Privatization is a technique used in shared-memory programming to enable parallelism, by removing dependencies that occur across different threads in a parallel program. Dependencies between threads arise from two or more threads reading or writing a variable at the same time. Privatization gives each thread a private copy, so it can read and write it independently and thus, simultaneously.[1]

Each parallel algorithm specifies whether a variable is shared or private. Many errors in implementation can arise if the variable is declared to be shared but the algorithm requires it to be private, or vice versa.[2]

Traditionally, parallellizing compilers could apply privatization to scalar elements only. To exploit parallelism that occurs across iterations within a parallel program (loop-level parallelism), the need grew for compilers that can also perform array variable privatization.[3] Most of today's compilers can performing array privatization with more features and functions to enhance the performance of the parallel program in general.
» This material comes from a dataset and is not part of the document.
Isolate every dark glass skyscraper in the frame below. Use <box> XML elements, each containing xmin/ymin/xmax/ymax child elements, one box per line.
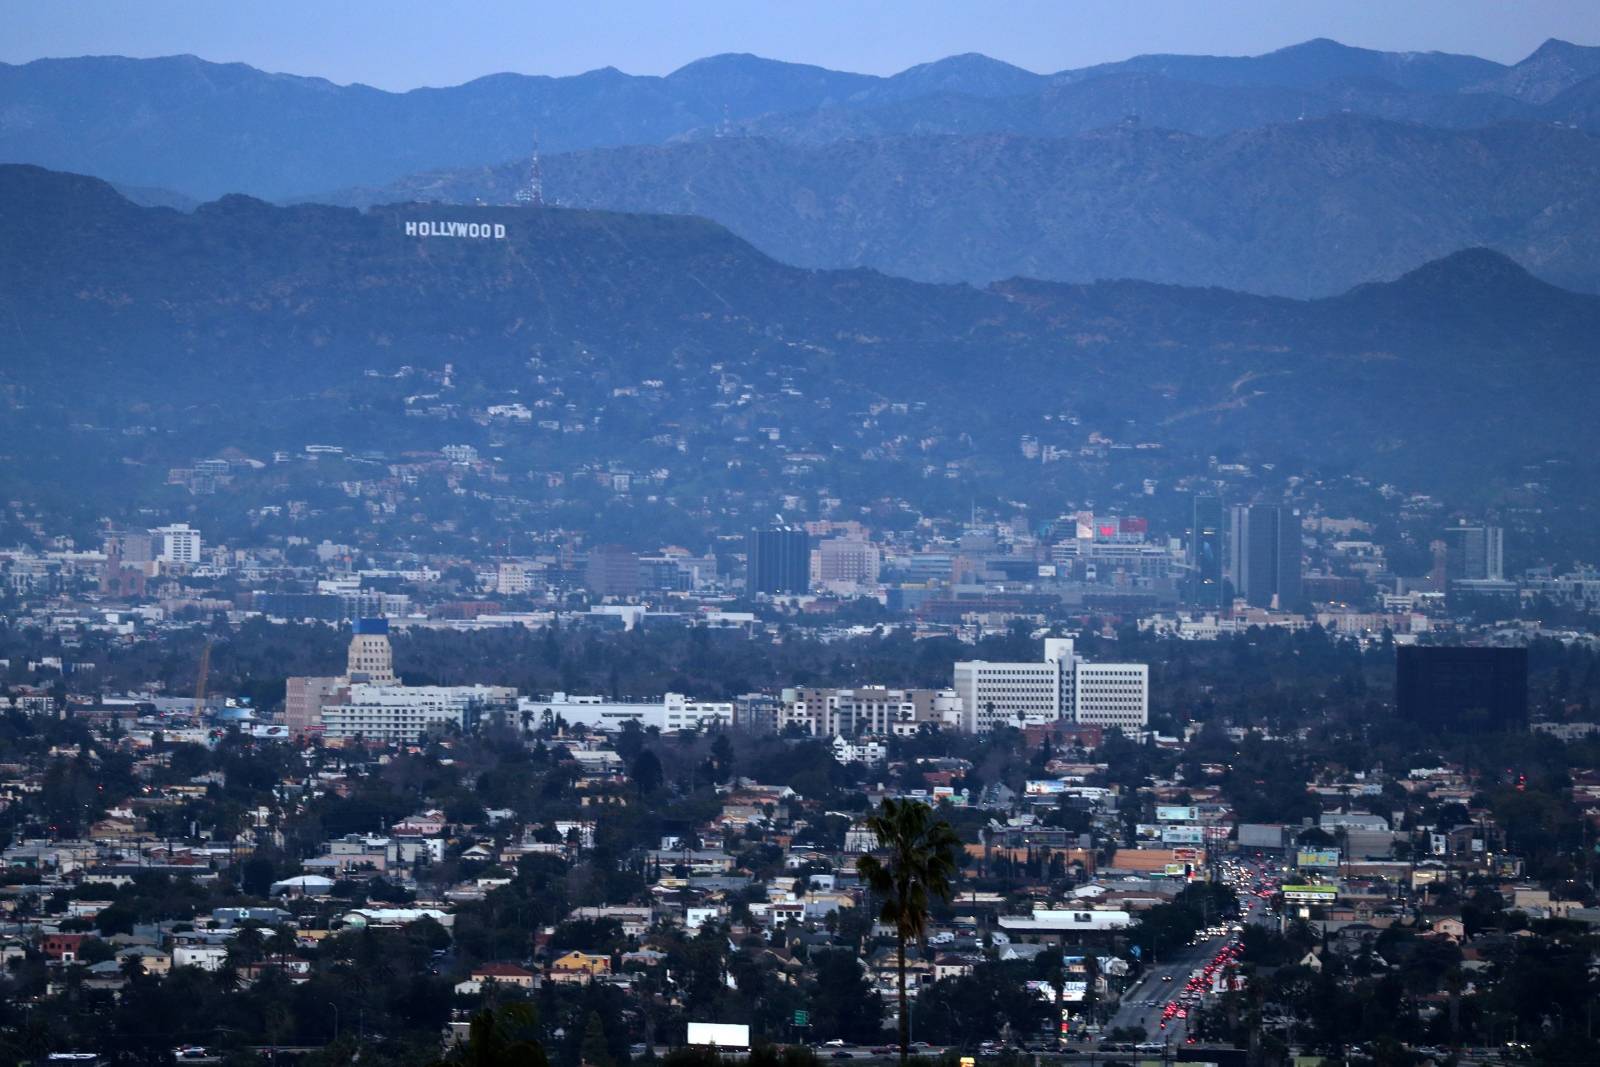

An example is the Polaris parallelizing compiler.[4]

Description

A shared-memory multiprocessor is a "computer system composed of multiple independent processors that execute different instruction streams".[4] The shared memory programming model is the most widely used for parallel processor designs.[1] This programming model starts by identifying possibilities for parallelism within a piece of code and then mapping these parallel tasks into threads.

The next step is to determine the scope of variables used in a parallel program, which is one of the key steps and main concerns within this model.

Variable scope

The next step in the model groups tasks together into bigger tasks, as there are typically more tasks than available processors. Typically, the number of execution threads that the tasks are assigned to, is chosen to be less than or equal to the number of processors, with each thread assigned to a unique processor.[1]

Right after this step, the use of variables within tasks needs to be analyzed. This step determines whether each variable should be shared-by-all or private-to-each thread.[1] This step is unique to shared-memory programming. (An alternative is message passing, in which all variables are private.)[1]

According to their behavior, the variables are then categorized as:

  • Read-Only: when a variable is only read by all the parallel tasks.
  • Read/Write Non-conflicting: when a variable is read, written, or both by only one task. If the variable is not scalar, different elements may be read/written by different parallel tasks.
  • Read/Write Conflicting: when a variable is written by a task and may be read by another. If the variable is not scalar, different elements are read/written by different parallel tasks.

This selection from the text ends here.